Цитаты Альбера Камю

В этом гнусном углу, наедине с бессмысленной жизнью, он из последних сил старался воскресить прошлое, которое и было его счастьем. Должно быть, это ему удалось, потому что от столкновения прошлого с жалким настоящим брызнула искра божья — и бедняга залился слезами. Мерсо растерялся, как это бывало с ним всякий раз при виде неприкрытого проявления человеческого горя, и в то же время почувствовал уважение к этой тупой боли.

Он пытался справиться с отчаяньем, которое впервые за много дней нарастало в нем словно морской прилив. «Нет», — говорило его сердце безнадежности и одиночеству. И, противясь великой тоске, заполнившей все его существо, Мерсо чувствовал, что единственной подлинной силой в нем был бунт, а все остальное — это лишь суета и самолюбование.

Он ясно видел многое. Он долго надеялся на женскую любовь, но оказалось, что это — не его удел. Его жизнь, со службой в конторе, сонным прозябанием в запущенной комнате, с кабачками и любовницами, была посвящена лишь одному — поискам счастья, которое он, подобно всем остальным, считал, в сущности, недостижимым. Делал вид, будто ему хочется счастья, но никогда не стремился к нему осознанно и целенаправленно. Никогда, вплоть до того самого дня… А начиная с того рокового мига, когда он хладнокровно рассчитанным поступком перевернул всю свою жизнь, счастье стало казаться возможным. Можно сказать, что он сам в муках породил свое новое «я». И не ценой ли осознания той унизительной комедии, которую играл до сих пор?

А теперь настал его черед напрячь волю и сделать шаг к собственному счастью. Но для этого нужно было время, а кому не известно, что обладание временем — это столь же заманчивая, сколь и опасная власть.

Он чувствовал себя свободным и от собственного прошлого и от того, что было им утрачено. И он принимал это самоутешение, это сжатие душевного пространства, это пылкое, но трезвое и терпеливое отношение к миру. Ему хотелось, чтобы жизнь уподобилась куску теплого хлеба, который можно как угодно комкать и мять.

Ему показалось, что весь уличный гомон, вся неведомая жизнь по ту сторону окрестных домов, голоса людей, которые где-то живут, имеют семьи, с кем-то ссорятся или мирятся, играют по вечерам в преферанс, болеют или выздоравливают, гул человеческого муравейника, населенного существами, чьи сердца не хотят биться в лад с чудовищным сердцем толпы, — все эти звуки текли по переходу, разливались по двору и, взмывая ввысь, словно мыльные пузыри, лопались у него в комнате.

Мерсо, молча поглядывавший то на море, то на небо, чувствовал, что у него хватит сил любить эту жизнь, чей лик то окрашен слезами, то озарен солнцем, прозревать ее и в соленой волне и в горячем камне, восхищаться ею, ласкать ее изо всех сил своей любви и своего отчаянья. В этом была суть его нищеты и его неповторимого богатства. Он выглядел игроком, проигравшимся в пух и прах и начинающим новую партию с полным сознанием своих сил и с отчаянной, но трезвой готовностью заглянуть в лицо судьбе.

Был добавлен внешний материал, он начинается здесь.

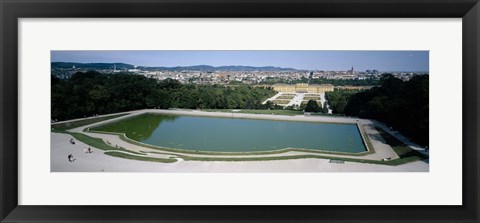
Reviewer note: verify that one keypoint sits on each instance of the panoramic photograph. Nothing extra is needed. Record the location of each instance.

Захлопали двери. По лестницам побежали люди, я не понял где: близко или далеко. Потом я услышал, как в зале суда чей-то голос глухо читает что-то. А когда опять раздался звонок и отворилась дверь в загородку для подсудимых, на меня надвинулось молчание зала, молчание и странное ощущение, охватившее меня, когда я заметил, что молодой журналист отвел глаза в сторону. Я не взглянул на Мари. Я не успел, потому что председатель суда объявил — в какой-то странной форме — «от имени французского народа», что мне отрубят голову и это будет произведено публично, на площади. И тогда у всех на лицах я прочел одно и то же чувство. Мне кажется, это было уважение. Жандармы стали очень деликатны со мной. Адвокат положил свою ладонь на мою руку. Я больше ни о чем не думал. Но председатель суда спросил, не хочу ли я что-нибудь добавить. Я подумал и сказал: «Нет». И тогда меня увели.

Череда дней непрерывна. Только что над заливом клубился утренний, пронизанный солнцем туман, — и вот уже над тем же заливом спускается тихий вечер. День занимается над морем и меркнет за горами, потому что небо — это всего лишь дорога, пролегающая между морем и горной цепью. Мир извечно твердит только одну фразу, которая поначалу кажется заманчивой, а потом — надоедливой. Но наступает время, когда он покоряет нас этим бесконечным повторением и получает награду за свое упорство.

Мерсо остался наедине с ночью, ему показалось, что он наконец-то достиг своего, сподобился безмятежности, порожденной упорным самоотречением, обрел ее при поддержке того самого мира, который бесстрастно отрицал его право на существование.